Rob Nies concurs. He joined the law firm in 1985, bringing experience in bankruptcy law acquired at a small firm in Millburn, and, today, is a co-chair of CSG’s Bankruptcy and Creditors’ Rights Group. “I doubt there are many others in our profession who have had the privilege and sheer pleasure of literally having begun and, hopefully, ending a 37-year legal career with three close friends, exceptional attorneys, and fundamentally good people,” Nies said. “It’s all the more poignant because Frank, David, Roger, and I came from very different backgrounds and followed different legal career paths. That we now have been given an opportunity, perhaps as a last chapter in our friendship, to create a true legacy, one embodied in the law firm of Chiesa Shahinian and Giantomasi, is both exciting and extraordinary.”
When Giantomasi came to Seton Hall Law, he treated his coursework as his third job – he was also teaching high school and delivering pizza while he lived at home. “Professor Lynch set me straight one day – he basically told me I was not giving the law its due.” Giantomasi quickly re-set his priorities. After graduation, he clerked for the Essex County assignment judge and then ran his own law firm for 30 years in the Ironbound section of Newark, before joining another Newark firm. In 2014, Breene, Schlossberg, and Nies celebrated with Giantomasi when he was honored at a dinner given by the Cerebral Palsy of North Jersey, “and my wife kept commenting about how fit, trim, and happy they looked,” Giantomasi recalled. “Clearly they were doing something right about their professional lives.”
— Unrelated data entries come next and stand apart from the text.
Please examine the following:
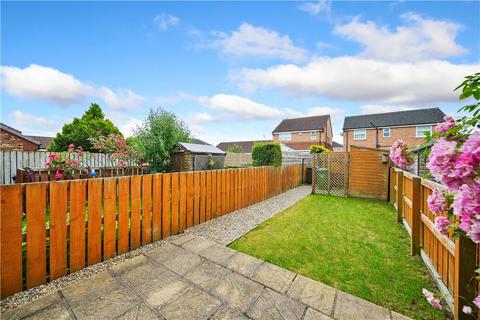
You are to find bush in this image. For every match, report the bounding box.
[252,142,282,167]
[308,144,332,153]
[130,109,190,173]
[227,144,243,153]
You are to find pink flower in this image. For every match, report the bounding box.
[462,306,472,314]
[427,189,447,214]
[473,296,480,309]
[435,116,455,133]
[435,217,450,234]
[453,182,480,243]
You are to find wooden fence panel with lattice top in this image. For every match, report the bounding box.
[312,152,349,196]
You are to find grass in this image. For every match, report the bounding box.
[230,195,448,319]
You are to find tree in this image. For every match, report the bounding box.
[48,103,122,152]
[134,108,190,172]
[227,144,244,153]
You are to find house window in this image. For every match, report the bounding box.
[353,129,367,140]
[416,126,432,138]
[278,132,292,141]
[382,128,390,138]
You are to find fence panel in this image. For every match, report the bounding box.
[0,166,302,297]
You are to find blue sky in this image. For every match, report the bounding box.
[1,1,480,144]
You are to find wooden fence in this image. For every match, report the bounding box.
[0,150,141,184]
[0,165,302,298]
[390,168,478,319]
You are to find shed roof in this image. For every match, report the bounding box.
[343,108,445,130]
[179,142,225,154]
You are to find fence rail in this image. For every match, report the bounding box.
[0,150,141,184]
[0,165,302,298]
[389,168,478,319]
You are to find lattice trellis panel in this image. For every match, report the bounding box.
[312,152,349,196]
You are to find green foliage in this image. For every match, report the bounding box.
[252,142,282,167]
[48,103,122,152]
[227,144,244,153]
[308,144,332,153]
[131,108,190,172]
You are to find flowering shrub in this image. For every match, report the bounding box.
[90,130,140,168]
[390,139,413,169]
[45,144,83,180]
[390,73,480,314]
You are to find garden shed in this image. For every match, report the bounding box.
[172,142,226,171]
Shortly after that dinner, Schlossberg invited Giantomasi to lunch and asked him about his future plans. They discussed the firm’s future plans and Schlossberg mentioned that it had just signed a 10-year office lease for more space at their current location in West Orange, NJ. “As a real estate lawyer, I recognized that as a true marker of stability,” Giantomasi noted. “You don’t invest in real estate unless you need to. Clearly, this is a firm that was confident about where it was going.”
When he joined the firm in 2014, he brought with him his two children, Frank Jr. ’09 and Gemma, who works with her father in the firm’s Real Estate, Development and Land Use Group. For Giantomasi, working alongside his children and his Seton Hall Law classmates combined his immediate and extended families. “My children learned at the dinner table that if anything ever happened to me, there was only one person to call, and that was David Schlossberg, and he would take care of everything,” Giantomasi said. “They have known his name since they were young.”
Giantomasi spoke for all his classmates when he concluded, “While it may have been the strength of my personal and long-standing friendships with Roger, David, and Rob that first had me consider joining CSG, it was the firm’s culture, commitment to excellence, and vision for the future that truly drew me in,” he said. “CSG’s culture is unique within the legal world in that it fosters collegiality and collaboration, and my fellow classmates have been ambassadors for that culture here at the firm, just as they were in our Seton Hall study group nearly four decades ago.”